Today, dogs are welcome at places that were off limits to pets just a few years ago. No one is keeping track of the number of dog-friendly employers, but taking Fido to work and elsewhere appears to be a growing trend.
The Mall at Partridge Creek has been dog friendly since it opened almost five years ago. The concept is so successful that Taubman Centers, which owns the mall, plans to open two more dog-friendly malls, in Utah and Missouri.
Google's Ann Arbor, Mich., office is dog friendly, as are all Google offices. The same is true at Amazon.com's Seattle offices. Dog-friendly stores dot downtown Birmingham, Mich. The companies see it as an employee-friendly move that also is good for business.
Julie Capp, owner of J's Silkscreens in Eastpointe, Mich., takes her lab and lab-mixes to work every day.
"Almost all my customers love them," Capp said. "They give an ambience to the shop as a friendly place."

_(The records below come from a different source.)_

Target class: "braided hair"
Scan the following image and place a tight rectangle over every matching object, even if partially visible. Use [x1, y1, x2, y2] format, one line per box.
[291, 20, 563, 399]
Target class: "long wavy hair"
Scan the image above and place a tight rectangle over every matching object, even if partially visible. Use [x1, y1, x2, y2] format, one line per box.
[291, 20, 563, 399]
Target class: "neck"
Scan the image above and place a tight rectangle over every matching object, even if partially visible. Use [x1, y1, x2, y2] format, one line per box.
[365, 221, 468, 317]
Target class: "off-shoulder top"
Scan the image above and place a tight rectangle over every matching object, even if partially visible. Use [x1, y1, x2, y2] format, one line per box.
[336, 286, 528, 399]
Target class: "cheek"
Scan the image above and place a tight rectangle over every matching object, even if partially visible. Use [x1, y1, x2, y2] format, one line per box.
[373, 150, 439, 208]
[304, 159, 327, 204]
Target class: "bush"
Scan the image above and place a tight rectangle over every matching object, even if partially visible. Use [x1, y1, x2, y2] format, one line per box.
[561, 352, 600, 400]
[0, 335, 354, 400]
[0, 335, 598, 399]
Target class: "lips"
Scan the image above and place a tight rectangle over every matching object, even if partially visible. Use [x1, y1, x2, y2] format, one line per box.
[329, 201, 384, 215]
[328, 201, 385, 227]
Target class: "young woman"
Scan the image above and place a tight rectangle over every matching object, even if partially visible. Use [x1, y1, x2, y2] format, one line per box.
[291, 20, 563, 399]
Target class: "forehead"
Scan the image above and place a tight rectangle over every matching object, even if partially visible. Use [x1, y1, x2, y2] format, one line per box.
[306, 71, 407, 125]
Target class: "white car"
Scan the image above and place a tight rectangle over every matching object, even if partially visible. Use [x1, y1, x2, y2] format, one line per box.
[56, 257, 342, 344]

The trend is fueled by the growing research into the health benefits of pets, said Patricia Olson, chief veterinary adviser for the American Humane Association.
"The research is pretty compelling," Olson said. Pets, she said, provide social capital.
"Social capital brings us pleasure and a feeling of wellness," Olson said. "And that's animals. Even if I don't have one, I may get social capital from having animals in a community."
A Virginia Commonwealth University study published March 30 tested employees at Replacements.com in Greensboro, N.C., to see the effect of dogs on workers. The company has allowed dogs at work for 15 years. Roughly 20 dogs are at the company on any given day.
The employees with dogs said their stress decreased as the workday progressed, said management professor Randolph Barker who headed the study. Those without dogs said their stress increased.
Replacements.com employees both with and without dogs reported a higher level of job satisfaction and employer support than those in dog-free businesses, Barker said. They also found the dogs appeared to increase employee interaction and communication.
"This might provide a low-cost wellness program for people that could provide potentially stress reduction and perhaps increase job satisfaction," Barker said.
Not everyone wants Fido around. Even supporters such as Google acknowledge they have dog-free areas for people who have allergies, who dislike or are afraid of dogs or are not comfortable with dogs.
"There's a balancing act that companies have to go through," Barker said.
A Dogster.com and Simplyhired.com online survey found that 66 percent of dog owners would work longer hours and 32 percent said they would take a pay cut if they could take their pet to work.
The survey found 49 percent would switch jobs to take their pet to work; 70 percent said a dog-friendly work place is an important employee benefit.
On any given day, five or six dogs are in the Farmington Hills, Mich., offices of Marx Layne, a public relations firm.